Abstract

Developing prognostic factors for patients with gastric cancer (GC) is crucial for the accurate identification of subgroups with distinct clinical outcomes and the development of effective treatment strategies. The aim of this study was to determine novel gene expression signatures from the hedgehog (Hh) signaling pathway as predictors of risk with biological significance. The Cancer Genome Atlas (TCGA) GC (STAD) cohort was used as the training dataset to select for significant prognostic Hh genes.

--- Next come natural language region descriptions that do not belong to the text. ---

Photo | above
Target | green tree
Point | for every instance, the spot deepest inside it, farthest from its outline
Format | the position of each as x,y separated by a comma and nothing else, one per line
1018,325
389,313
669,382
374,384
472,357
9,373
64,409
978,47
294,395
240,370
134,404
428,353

Three Hh genes, indian hedgehog (IHH), patched 1 (PTCH1) and smoothened frizzled class receptor (SMO), were identified to be significant prognostic factors. On this basis, a 3-Hh-gene set was constructed and the high-risk patients of the training cohort were distinguished against low-risk cases [hazard ratio (HR)=1.73, 95% confidence interval (CI)=1.26-2.39, P=0.00069]. Then the gene signature was externally validated in a combined dataset from Gene Expression Omnibus (n=631), and experimentally confirmed in an independent cohort of 126 clinical GC samples by immunohistochemistry (IHC). Validation in the combined GEO dataset yielded consistent results (HR=1.45, 95% CI=1.17-1.81, P=0.00068), and remained significant for stages I-III, HER2-positive and surgery alone subgroups. Subsequently, we further demonstrated that this mRNA-based gene set could be successfully transferred to an IHC-based signature in our local cohort (HR=2.04, 95% CI=1.09-3.82, P=0.02). In addition, this signature served as an independent prognostic indicator for overall survival in the multivariate Cox analysis (HR=2.133, 95% CI=1.110-4.099, P=0.02). In conclusion, we successfully generated a stable III-Hh-gene model with the ability to separate patients into prognostic subgroups, which may have notable biological importance and be easily utilized clinically.